MoCapDeform: Monocular 3D Human Motion Capture in Deformable Scenes
It addresses a challenging, ill-posed problem for computer vision and robotics, enabling more accurate human pose estimation in complex, deformable environments, though it appears incremental as it builds on prior motion capture work by adding deformation modeling.
The paper tackles the problem of 3D human motion capture from monocular RGB images in deformable scenes, proposing MoCapDeform, which explicitly models non-rigid scene deformations and achieves superior accuracy compared to existing methods on multiple datasets.
3D human motion capture from monocular RGB images respecting interactions of a subject with complex and possibly deformable environments is a very challenging, ill-posed and under-explored problem. Existing methods address it only weakly and do not model possible surface deformations often occurring when humans interact with scene surfaces. In contrast, this paper proposes MoCapDeform, i.e., a new framework for monocular 3D human motion capture that is the first to explicitly model non-rigid deformations of a 3D scene for improved 3D human pose estimation and deformable environment reconstruction.
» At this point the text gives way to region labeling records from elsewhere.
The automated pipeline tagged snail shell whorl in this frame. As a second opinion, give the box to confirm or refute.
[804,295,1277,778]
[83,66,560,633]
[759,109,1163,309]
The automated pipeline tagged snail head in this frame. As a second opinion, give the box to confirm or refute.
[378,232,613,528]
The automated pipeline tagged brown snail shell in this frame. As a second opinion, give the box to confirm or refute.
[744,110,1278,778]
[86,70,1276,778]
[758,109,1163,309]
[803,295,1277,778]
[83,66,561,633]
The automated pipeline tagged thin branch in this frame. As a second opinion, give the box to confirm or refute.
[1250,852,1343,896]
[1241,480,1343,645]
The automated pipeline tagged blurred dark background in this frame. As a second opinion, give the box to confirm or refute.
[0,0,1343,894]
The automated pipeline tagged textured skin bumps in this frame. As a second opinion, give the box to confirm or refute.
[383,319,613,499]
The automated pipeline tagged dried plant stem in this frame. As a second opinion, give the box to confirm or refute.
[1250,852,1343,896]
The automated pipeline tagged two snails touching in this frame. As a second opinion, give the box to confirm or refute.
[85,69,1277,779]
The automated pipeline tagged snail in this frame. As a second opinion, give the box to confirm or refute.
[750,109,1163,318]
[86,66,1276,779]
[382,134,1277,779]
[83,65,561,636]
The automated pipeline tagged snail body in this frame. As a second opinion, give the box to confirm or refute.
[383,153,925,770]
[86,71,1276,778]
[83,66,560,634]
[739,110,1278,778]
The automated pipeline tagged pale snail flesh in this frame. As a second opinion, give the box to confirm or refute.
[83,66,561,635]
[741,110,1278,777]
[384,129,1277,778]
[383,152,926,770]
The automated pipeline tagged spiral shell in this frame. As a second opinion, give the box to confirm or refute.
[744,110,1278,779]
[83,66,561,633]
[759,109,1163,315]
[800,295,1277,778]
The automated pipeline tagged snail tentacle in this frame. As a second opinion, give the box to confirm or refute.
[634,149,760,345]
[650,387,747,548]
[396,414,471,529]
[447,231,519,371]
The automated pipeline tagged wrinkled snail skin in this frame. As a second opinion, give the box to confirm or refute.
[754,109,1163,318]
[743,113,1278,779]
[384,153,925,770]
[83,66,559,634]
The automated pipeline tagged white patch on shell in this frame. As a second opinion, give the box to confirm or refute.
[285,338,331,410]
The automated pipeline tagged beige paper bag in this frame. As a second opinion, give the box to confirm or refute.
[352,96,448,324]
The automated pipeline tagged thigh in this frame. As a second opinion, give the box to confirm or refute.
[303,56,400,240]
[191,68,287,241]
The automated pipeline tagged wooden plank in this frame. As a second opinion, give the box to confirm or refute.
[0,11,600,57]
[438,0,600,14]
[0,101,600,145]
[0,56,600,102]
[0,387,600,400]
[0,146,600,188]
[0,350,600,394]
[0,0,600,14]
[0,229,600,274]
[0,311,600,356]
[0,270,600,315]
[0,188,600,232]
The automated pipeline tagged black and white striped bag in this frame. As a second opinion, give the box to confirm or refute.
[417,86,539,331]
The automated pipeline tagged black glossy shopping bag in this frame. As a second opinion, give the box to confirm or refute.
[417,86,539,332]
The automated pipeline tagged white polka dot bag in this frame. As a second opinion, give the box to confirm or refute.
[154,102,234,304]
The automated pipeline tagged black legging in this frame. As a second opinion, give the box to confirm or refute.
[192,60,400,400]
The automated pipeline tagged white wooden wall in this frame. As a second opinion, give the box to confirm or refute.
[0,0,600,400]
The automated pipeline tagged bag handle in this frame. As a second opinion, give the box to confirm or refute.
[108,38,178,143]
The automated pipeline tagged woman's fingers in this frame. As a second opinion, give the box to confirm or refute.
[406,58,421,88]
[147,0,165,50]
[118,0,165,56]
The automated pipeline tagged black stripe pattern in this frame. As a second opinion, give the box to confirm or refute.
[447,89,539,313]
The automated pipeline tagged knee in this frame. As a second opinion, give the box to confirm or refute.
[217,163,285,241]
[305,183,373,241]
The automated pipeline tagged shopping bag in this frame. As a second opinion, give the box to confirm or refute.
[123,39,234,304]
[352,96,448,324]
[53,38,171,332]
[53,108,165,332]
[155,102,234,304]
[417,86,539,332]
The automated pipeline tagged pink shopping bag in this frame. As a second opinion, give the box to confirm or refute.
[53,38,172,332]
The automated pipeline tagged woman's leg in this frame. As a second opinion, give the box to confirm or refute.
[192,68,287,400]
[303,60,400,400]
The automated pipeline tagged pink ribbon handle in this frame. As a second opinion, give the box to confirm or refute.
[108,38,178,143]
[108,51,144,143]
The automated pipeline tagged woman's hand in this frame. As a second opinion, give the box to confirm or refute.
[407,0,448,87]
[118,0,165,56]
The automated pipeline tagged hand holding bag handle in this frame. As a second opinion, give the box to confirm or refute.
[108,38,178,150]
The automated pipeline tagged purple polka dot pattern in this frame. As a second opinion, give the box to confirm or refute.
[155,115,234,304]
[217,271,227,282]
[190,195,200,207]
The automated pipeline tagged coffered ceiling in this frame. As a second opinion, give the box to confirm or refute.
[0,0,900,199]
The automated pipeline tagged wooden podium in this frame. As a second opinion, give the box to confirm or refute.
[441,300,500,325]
MoCapDeform accepts a monocular RGB video and a 3D scene mesh aligned in the camera space. It first localises a subject in the input monocular video along with dense contact labels using a new raycasting based strategy. Next, our human-environment interaction constraints are leveraged to jointly optimise global 3D human poses and non-rigid surface deformations. MoCapDeform achieves superior accuracy than competing methods on several datasets, including our newly recorded one with deforming background scenes.